Based on Dan Charnas' critically acclaimed book The Big Payback, THE BREAKS chronicles the lives of three friends who are trying to work their way up in the hip-hop music scene during the 1990s. Nikki Jones (Afton Williamson) is a recent college grad who chose to pursue an internship with up-and-coming music label Fouray Entertainment headed up by Barry Fouray (Wood Harris) instead of going to Harvard Law School. Her boyfriend, David Aaron (David Call), is a budding music programmer committed to making sure that rap and hip-hop make it to the airwaves -- but without the help of his big-time music manager dad, George "Juggy" Aaron (Evan Handler). Meanwhile, their industrious friend Darryl "Deevee" Van Putten Jr. (Mack Wilds) is looking for new talent that will help launch his music-producing career, much to the dismay of his dad (played by Method Man). From convincing top brass that authentic hip-hop shouldn't become pop music to navigating the cultural and economic challenges associated with the business, they each struggle through the highs and lows of working their way up the industry ladder and looking for their own big breaks. 

Is it any good?

This entertaining and well-written drama focuses on the behind-the-scenes world of the 1990s hip-hop industry. Much of the show's focus is how up-and-comers handle the pressures that come with hustling from the bottom of the business to make a name for themselves. However, it also highlights some of the very real issues that were affecting the scene during this pivotal time, thanks to financially successful hybrid versions of the music, such as gangsta rap and hip-hop-inspired pop music. 

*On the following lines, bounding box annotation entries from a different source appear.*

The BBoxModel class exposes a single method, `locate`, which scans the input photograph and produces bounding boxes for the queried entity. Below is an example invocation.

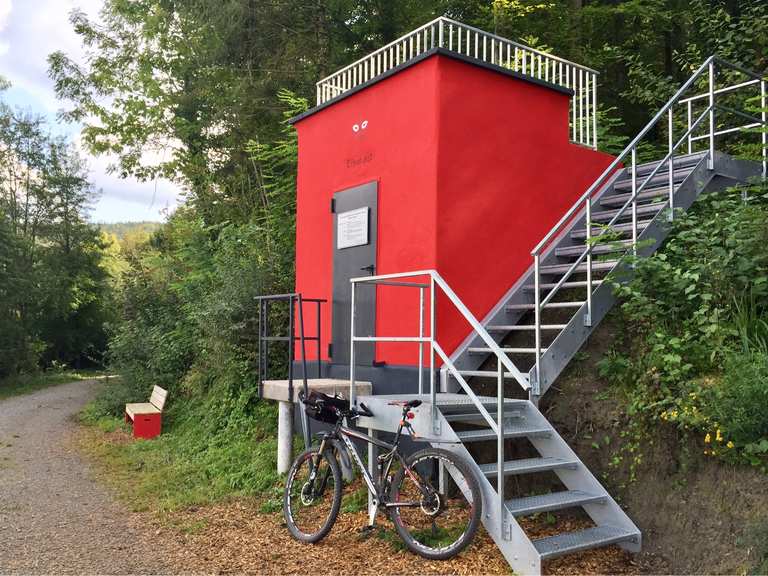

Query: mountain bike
[283,392,482,560]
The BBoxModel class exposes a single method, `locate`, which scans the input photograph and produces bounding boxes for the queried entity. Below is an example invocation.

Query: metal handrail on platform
[349,270,530,528]
[531,56,768,396]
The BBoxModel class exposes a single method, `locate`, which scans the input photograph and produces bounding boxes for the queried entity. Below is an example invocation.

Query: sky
[0,0,181,222]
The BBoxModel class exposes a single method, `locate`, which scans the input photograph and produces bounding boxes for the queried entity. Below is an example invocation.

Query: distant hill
[98,222,162,242]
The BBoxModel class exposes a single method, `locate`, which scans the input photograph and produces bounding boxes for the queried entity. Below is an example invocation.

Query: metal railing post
[496,356,507,540]
[419,287,424,395]
[707,59,715,170]
[667,106,675,221]
[316,300,323,378]
[632,148,637,266]
[531,252,541,401]
[349,282,357,406]
[584,196,592,326]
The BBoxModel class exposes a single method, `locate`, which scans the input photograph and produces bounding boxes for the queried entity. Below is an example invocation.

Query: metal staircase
[350,57,766,574]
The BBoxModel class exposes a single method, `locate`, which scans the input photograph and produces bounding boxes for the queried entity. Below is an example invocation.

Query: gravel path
[0,380,174,574]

It's in this context that the series presents a range of storylines about professional challenges, relationship struggles, and dangerous connections to talented folks who also happen to be law breakers. Adding to this are the many featured music performances by a range of artists, including Antoine Harris, AFRO, and Teyana Taylor. If you're one of the many folks who love learning about hip-hop's artistry and cultural significance, The Breaks will not disappoint. 

Talk to your kids about ...

  • Families can talk about the history of hip-hop music. Where does the music come from? When did it become popular? 

  • The Breaks connects the hip-hop industry with risky behavior, violence, and sexism. Is this portrayal realistic, or is it based on stereotypes about the music and the people who produce and make money from it? 

  • Why do so many hip-hop and rap songs contain raunchy lyrics and swear words? Do they have to in order to be fun to listen to?